Thunderbird 1 is designed as a rocket that can also be used as an aircraft. Its powerful tail engines allow a vertical take off reaching supersonic speeds of up to 19 times faster than the speed of sound. Its design is aerodynamic apart from its cross-shaped tail section that would cause quite a bit of air resistance – both supersonic as well as subsonic. At lower speeds its expanded wings provide additional lift the way normal aircraft stay aloft but with some off-the-cuff calculations their area is about half of what is needed. Like all Thunderbird machines it is difficult to determine where the engine fuel as well as the engines are located. The claimed atomic fusion reactor type engine sounds very futuristic but a fusion reactor inside Thunderbird 1 is unlikely with today's technology. The claimed choice of variable cycle gas turbines is the sort of flexible engine suitable for subsonic and supersonic flight as was proven by Concorde. When its rockets are used during launch it remains unexplained where the flames and heat are diverted to — in reality the launch bay and most of Tracy Villa would be severely damaged. All in all, Thunderbird 1 is very much a rocket based on technology of the sixties. Derek Meddings did his homework. Since then, experiments and new knowledge have replaced much of the then popular choices. If any reincarnation of Thunderbirds would feel the need to "update" the series, Thunderbird 1 is a likely target. But do we want it "improved" and "updated"?

Data on Thunderbird 1

Thunderbird 1 side
Side elevation
Thunderbird 1 front
Front elevation
Thunderbird 1 plan
Thunderbird 1 rear
Rear elevation
Thunderbird 1 elevations

Most facts and values on Thunderbird 1 revealed in the series or specification sheets in TV21 and its annuals are all in the same ballpark. Its height is given as 35m (115 feet). Using this allows us to derive the other measurements from the profile view picture given of the aircraft.


Length: 35m
Diameter base red nose cone: 3.18m
Height red nose cone: 5.05m
Diameter middle section: 4.87m
Height middle section: 19.65m
Diameter blue tail section: 7.11m
Height blue tail section: 4.87m
Width tail rocket section: 10.86m
Height rocket section: 4.12m
Wingspan tip-to-tip: 20.21m (fully open)
Wingspan from fuselage to-tip: 8.05m
Wing width: 2.99m (at tip) 7.49m (at connection to fuselage)
Wing length along fuselage: 14.03m (vertical from start to tip wing)
Wing area: 42.49m2 (one wing)


Mass: 126 900 kg (40 tons)


Maximum speed: 24,135km/h (= 15,000mph) = 6,704m/s = Mach 19.7)
Maximum altitude: 150,000ft (= 45.6km)
Action Range: assumed unlimited.

Launch and landing

From and into the hangar

Thunderbird 1 launch
launch of Thunderbird 1 from its launch bay
NASA rocket launch NASA rocket launch NASA rocket launch
a NASA launch using flame deflector tunnels
Thunderbird 1 landing Thunderbird 1 landing Thunderbird 1 landing Thunderbird 1 landing
landing of Thunderbird 1 (Danger At Ocean Deep)

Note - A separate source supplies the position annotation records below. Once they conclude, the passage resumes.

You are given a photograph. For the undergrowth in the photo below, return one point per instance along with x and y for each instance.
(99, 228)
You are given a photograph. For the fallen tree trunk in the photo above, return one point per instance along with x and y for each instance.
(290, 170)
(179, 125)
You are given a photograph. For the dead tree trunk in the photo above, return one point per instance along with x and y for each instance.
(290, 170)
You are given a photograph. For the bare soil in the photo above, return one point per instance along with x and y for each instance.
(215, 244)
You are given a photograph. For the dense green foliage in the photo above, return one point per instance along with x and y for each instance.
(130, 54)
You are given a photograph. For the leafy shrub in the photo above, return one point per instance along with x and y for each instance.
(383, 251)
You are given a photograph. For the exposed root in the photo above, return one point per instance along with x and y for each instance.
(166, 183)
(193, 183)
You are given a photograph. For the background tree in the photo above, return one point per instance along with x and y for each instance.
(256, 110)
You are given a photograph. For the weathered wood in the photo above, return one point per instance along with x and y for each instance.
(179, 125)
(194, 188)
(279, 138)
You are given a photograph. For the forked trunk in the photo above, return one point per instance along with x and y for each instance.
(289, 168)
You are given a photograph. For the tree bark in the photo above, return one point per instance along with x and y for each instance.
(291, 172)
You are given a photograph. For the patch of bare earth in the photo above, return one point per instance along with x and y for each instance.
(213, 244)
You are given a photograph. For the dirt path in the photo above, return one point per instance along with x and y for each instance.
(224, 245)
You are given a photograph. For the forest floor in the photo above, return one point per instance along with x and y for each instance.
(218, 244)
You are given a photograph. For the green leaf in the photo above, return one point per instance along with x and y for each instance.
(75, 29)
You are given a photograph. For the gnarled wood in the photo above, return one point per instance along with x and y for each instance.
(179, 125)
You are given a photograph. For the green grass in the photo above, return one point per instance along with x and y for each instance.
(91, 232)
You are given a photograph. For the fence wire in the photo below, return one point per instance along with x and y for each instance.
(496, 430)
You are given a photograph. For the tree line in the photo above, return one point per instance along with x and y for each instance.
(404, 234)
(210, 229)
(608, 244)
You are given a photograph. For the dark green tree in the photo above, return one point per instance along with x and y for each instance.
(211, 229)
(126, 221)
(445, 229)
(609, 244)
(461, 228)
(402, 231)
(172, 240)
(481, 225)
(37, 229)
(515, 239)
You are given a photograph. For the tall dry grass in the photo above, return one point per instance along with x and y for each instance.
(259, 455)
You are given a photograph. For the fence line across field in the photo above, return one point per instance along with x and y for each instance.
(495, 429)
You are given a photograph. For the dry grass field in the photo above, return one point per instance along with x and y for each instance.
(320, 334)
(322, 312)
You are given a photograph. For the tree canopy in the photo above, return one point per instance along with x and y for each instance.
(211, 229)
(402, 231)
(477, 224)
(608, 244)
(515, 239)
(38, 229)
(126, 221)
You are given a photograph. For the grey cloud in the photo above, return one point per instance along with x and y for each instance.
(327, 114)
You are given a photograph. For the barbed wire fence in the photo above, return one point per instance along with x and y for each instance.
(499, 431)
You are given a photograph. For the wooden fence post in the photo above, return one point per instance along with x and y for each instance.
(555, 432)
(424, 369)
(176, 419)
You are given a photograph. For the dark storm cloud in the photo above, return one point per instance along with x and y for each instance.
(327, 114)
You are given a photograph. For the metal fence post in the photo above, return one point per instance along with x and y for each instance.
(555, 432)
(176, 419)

Thunderbird 1 is capable of a rocket-like launch from its secret hangar hidden underneath the Tracy Villa swimming pool and gain speed fast. On return it is capable of landing vertically on its launch pad — not all that different from the way Thunderbird 3 does it. It seems likely that in real life the swimming pool and much of the Villa would turn to smouldering ashes if the Thunderbird 1 rocket launches the way it is seen to do.

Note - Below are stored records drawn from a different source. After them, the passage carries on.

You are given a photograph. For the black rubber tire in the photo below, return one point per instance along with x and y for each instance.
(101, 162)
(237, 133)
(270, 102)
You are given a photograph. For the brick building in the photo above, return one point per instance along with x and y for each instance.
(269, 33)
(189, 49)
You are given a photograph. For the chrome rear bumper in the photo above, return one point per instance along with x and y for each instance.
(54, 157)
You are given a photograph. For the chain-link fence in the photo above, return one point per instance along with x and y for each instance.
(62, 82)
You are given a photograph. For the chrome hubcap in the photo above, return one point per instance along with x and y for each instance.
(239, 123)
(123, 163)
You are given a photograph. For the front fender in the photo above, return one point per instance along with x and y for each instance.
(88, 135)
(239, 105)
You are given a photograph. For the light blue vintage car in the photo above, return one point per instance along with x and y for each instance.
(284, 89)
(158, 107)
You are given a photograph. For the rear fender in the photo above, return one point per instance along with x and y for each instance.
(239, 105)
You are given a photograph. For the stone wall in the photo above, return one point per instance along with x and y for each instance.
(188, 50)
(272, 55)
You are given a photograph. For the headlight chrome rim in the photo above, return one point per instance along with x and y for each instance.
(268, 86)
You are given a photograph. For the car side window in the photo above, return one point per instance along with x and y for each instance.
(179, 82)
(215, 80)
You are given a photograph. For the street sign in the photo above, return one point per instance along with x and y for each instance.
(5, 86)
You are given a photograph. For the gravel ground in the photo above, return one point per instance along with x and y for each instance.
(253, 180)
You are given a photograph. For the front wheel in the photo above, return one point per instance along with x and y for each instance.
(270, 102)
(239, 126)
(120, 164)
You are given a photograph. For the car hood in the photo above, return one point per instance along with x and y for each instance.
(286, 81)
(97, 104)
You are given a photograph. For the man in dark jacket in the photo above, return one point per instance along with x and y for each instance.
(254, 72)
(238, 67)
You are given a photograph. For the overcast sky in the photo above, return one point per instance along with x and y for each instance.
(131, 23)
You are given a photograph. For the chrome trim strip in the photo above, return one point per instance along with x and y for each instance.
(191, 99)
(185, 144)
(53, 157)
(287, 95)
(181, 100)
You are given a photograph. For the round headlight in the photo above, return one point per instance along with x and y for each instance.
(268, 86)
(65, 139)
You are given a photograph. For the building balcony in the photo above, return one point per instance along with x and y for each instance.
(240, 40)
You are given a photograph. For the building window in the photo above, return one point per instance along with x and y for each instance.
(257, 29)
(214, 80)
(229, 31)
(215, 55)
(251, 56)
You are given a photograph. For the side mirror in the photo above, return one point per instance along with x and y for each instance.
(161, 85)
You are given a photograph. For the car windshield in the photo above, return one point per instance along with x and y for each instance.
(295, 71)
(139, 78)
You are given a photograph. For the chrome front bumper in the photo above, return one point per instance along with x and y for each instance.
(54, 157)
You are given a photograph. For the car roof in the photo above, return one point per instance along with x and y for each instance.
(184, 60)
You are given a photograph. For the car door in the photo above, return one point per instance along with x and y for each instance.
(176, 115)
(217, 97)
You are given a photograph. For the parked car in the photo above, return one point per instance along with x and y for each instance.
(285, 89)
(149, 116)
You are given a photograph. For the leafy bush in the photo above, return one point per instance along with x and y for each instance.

The launch bay itself doesn't seem to have any flame deflector tunnels to redirect and remove the launch exhausts. NASA experienced problems with the launch of Space Shuttle STS-128 in 2008 and its flame deflector tunnel. Just as a swimming pool is coated with a protective layer before it is soaked, the NASA flame trench is sprayed with Fondue Fyre, a fire-resistant concrete, to shield it from fire and smoke. These flame tunnels deflect the flames from the rocket's main engines and boosters. The concrete trench used to deflect the flames was damaged as a result of epoxy carbonation and corrosion of steel anchors. Another concern is the damage from the pressure of soundwaves on the hull of the rocket and the payload. Especially in Thunderbird 1's underground hangar the sound cannot go anywhere.

During operation

Thunderbird 1 landing
Thunderbird 1 landing using VTOL
Harrier jet hovering
Harrier jet hovering
Harrier jet VTOL air stream analysis
analysis of air streams from its four VTOL rockets

When Thunderbird 1 arrives at or departs from the rescue scene, it always uses its VTOL (Vertical Take Off and Landing) rocket mounted in the middle of its fuselage. It is supposed to be a variable cycle gas turbine that is either used for take-off or landing or to hover above a rescue spot without landing.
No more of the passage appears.